Из тушканчика была сделана чудесная муфта, с которой девушка явилась на лекцию.
Тимофеев похаживал на костылях между партами, и вдруг все заметили, что взор его прикован к муфте. Он читал лекцию и неотступно, как прикованный, глядел на муфту. После лекции он подозвал Миловидову к себе. «Что за мех?» - спросил он. - «Это туркестанский тушканчик». - «А где вы его взяли?» - «Мне его подарили». - «Кто?»
Было наряжено следствие. Вызван Кульчицкий. Его взяли на арапа. «Ты съел кота!» - сказал ему один из комсомольских деятелей. «Съел, - отвечал смущенный Кульчицкий. - Но откуда тебе это известно?»
За каннибальство Кульчицкий был исключен из института, кажется, в третий раз (с формулировкой «за безнравственность»).
Один раз он был отчислен за продажу презервативов в баре № 4 на плошали Пушкина.
Был у него друг, Ройтман, инвалид, человек сугубо ему преданный. Перед тем как ехать на фронт, К. у него жил.

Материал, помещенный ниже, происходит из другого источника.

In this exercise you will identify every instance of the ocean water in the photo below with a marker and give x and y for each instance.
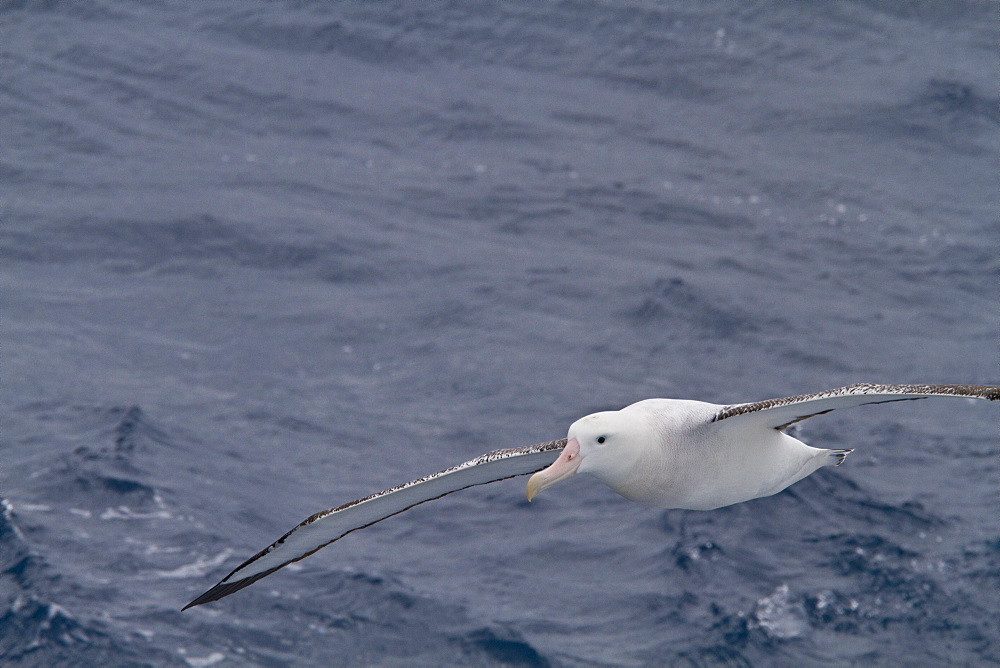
(262, 258)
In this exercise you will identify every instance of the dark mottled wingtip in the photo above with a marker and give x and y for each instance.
(224, 589)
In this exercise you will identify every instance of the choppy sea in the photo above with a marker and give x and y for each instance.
(262, 258)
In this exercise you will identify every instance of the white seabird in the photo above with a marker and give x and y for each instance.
(667, 453)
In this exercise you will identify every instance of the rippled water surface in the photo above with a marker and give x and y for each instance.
(262, 258)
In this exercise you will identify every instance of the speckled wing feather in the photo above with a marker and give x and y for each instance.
(781, 413)
(327, 526)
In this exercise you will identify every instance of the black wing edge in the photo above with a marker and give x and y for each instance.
(224, 588)
(988, 392)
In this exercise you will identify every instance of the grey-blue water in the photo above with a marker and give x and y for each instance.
(262, 258)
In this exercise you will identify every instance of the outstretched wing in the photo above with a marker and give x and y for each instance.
(781, 413)
(327, 526)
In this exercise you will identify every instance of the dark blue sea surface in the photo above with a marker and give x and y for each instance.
(262, 258)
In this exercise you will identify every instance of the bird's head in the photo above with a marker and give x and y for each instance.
(602, 444)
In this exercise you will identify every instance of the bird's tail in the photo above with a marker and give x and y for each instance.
(837, 457)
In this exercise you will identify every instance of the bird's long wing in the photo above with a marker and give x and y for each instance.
(325, 527)
(781, 413)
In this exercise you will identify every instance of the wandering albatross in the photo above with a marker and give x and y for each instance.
(667, 453)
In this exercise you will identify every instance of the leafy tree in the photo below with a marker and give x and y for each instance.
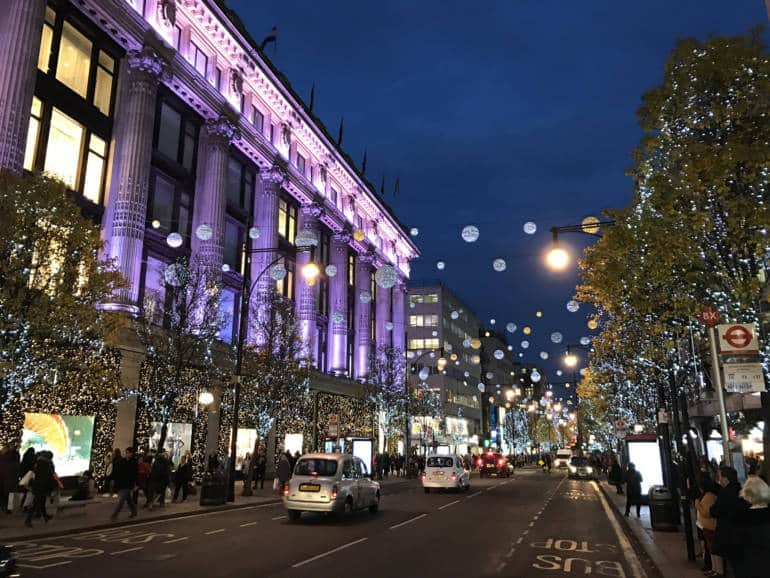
(52, 334)
(178, 328)
(385, 389)
(276, 373)
(695, 231)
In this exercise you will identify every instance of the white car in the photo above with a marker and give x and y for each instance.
(331, 483)
(562, 458)
(445, 472)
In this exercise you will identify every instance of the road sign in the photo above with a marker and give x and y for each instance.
(743, 377)
(738, 339)
(709, 315)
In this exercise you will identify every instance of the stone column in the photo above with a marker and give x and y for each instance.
(337, 341)
(210, 198)
(383, 317)
(305, 294)
(399, 314)
(363, 316)
(128, 204)
(22, 25)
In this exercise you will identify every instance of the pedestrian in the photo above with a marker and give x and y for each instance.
(284, 470)
(124, 473)
(633, 490)
(753, 530)
(709, 490)
(183, 477)
(615, 477)
(42, 484)
(260, 469)
(9, 476)
(727, 507)
(160, 475)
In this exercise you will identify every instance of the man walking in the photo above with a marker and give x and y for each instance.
(124, 474)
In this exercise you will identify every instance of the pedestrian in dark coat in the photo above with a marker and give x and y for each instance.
(753, 530)
(633, 490)
(124, 473)
(728, 506)
(160, 476)
(43, 483)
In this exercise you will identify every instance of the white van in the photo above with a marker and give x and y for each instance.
(445, 472)
(562, 458)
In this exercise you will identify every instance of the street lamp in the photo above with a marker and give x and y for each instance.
(557, 257)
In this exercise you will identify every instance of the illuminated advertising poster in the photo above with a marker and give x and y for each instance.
(644, 453)
(178, 439)
(68, 437)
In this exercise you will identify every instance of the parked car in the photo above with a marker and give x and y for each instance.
(563, 457)
(579, 469)
(445, 472)
(330, 483)
(494, 464)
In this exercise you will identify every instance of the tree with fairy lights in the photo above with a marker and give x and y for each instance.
(695, 231)
(54, 341)
(385, 389)
(179, 327)
(275, 373)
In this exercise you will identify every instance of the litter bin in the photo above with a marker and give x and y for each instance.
(213, 490)
(664, 512)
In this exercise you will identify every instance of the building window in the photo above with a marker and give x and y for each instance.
(287, 220)
(199, 58)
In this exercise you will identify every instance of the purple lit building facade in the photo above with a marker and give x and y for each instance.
(165, 113)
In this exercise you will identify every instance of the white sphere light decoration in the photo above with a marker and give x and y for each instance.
(386, 276)
(174, 240)
(204, 232)
(530, 228)
(278, 272)
(470, 233)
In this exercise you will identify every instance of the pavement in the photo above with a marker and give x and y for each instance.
(531, 524)
(667, 549)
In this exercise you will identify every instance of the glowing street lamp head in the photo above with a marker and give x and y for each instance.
(310, 272)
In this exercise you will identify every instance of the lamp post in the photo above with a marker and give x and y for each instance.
(310, 271)
(557, 257)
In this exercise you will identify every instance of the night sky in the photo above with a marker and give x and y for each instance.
(491, 113)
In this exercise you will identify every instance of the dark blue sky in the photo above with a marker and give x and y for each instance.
(492, 113)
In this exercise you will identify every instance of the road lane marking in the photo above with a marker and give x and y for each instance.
(328, 553)
(449, 504)
(628, 551)
(164, 521)
(409, 521)
(126, 551)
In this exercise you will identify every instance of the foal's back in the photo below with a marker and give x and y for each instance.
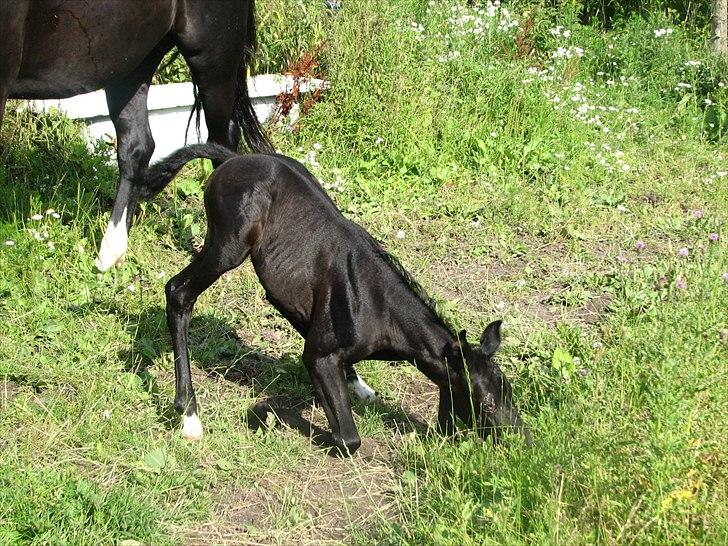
(311, 260)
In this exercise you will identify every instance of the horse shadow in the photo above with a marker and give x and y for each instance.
(282, 384)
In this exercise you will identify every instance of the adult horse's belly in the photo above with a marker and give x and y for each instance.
(74, 46)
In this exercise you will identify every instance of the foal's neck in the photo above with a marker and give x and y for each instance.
(429, 345)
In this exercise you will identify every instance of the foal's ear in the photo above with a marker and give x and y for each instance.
(490, 340)
(461, 345)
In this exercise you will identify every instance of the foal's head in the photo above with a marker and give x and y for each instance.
(485, 397)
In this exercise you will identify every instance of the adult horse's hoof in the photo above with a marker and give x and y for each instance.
(104, 263)
(114, 244)
(191, 428)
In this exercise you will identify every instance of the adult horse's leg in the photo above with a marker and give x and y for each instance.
(12, 22)
(135, 145)
(216, 42)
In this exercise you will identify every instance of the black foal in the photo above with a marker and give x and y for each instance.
(334, 283)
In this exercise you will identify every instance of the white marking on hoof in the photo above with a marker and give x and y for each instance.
(191, 427)
(113, 245)
(361, 390)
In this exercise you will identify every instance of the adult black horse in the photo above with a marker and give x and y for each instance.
(61, 48)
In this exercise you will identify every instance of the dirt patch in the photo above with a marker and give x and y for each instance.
(320, 501)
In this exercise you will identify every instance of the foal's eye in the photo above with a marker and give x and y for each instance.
(489, 403)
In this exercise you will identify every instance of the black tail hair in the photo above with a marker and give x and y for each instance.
(162, 172)
(243, 112)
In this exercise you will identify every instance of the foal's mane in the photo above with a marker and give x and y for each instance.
(414, 286)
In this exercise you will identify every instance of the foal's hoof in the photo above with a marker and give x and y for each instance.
(107, 260)
(191, 428)
(346, 448)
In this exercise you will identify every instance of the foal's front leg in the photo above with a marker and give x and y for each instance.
(182, 292)
(329, 383)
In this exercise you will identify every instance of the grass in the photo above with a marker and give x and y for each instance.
(490, 176)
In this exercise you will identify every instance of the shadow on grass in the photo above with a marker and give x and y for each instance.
(218, 351)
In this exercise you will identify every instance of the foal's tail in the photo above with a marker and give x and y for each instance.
(243, 112)
(162, 172)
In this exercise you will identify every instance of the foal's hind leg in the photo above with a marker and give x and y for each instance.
(358, 387)
(182, 292)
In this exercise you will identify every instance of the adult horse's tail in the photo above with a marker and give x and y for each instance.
(162, 172)
(243, 112)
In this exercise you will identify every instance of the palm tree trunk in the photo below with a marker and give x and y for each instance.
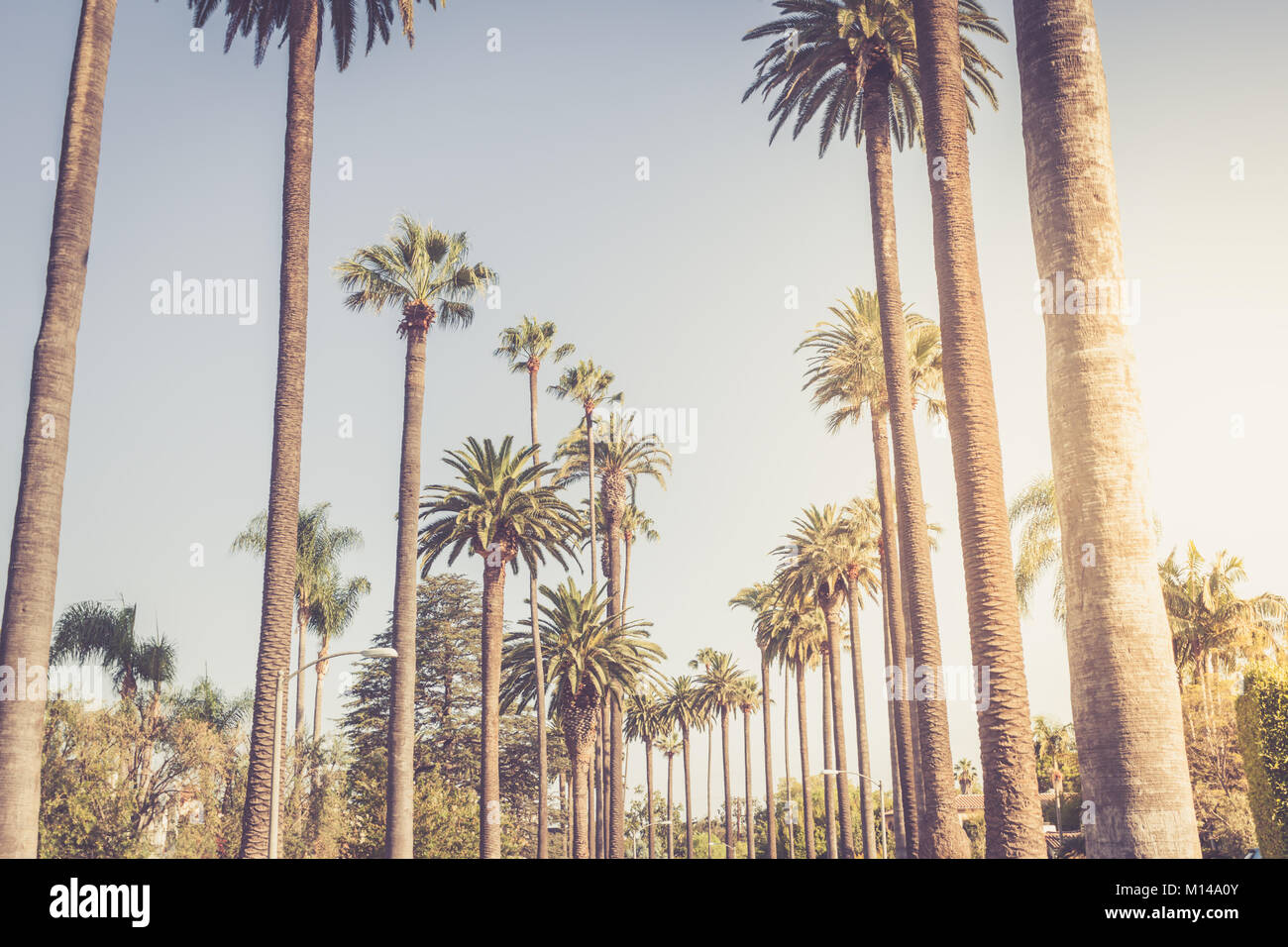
(771, 814)
(1126, 705)
(542, 772)
(861, 725)
(283, 493)
(903, 732)
(29, 600)
(940, 836)
(828, 759)
(837, 701)
(1012, 812)
(746, 770)
(806, 800)
(489, 768)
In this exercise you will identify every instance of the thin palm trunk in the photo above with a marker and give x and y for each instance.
(283, 493)
(940, 835)
(29, 602)
(542, 774)
(1126, 705)
(903, 732)
(1013, 815)
(771, 814)
(806, 800)
(861, 725)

Они вместе проедали скудное имущество хромого.
В день перед отъездом К. пришел к своему другу, нагруженный покупками. «Ты меня кормил, - сказал он, - теперь я решил накормить тебя на прощанье».
Друзья весело провели вечер. Под конец раздобревший К. обнял своего друга и сказал: «Дорогой, я должен перед тобой покаяться. Но я знаю, ты меня простишь. Уж очень мне хотелось угостить тебя напоследок. Я продал твою протезную обувь».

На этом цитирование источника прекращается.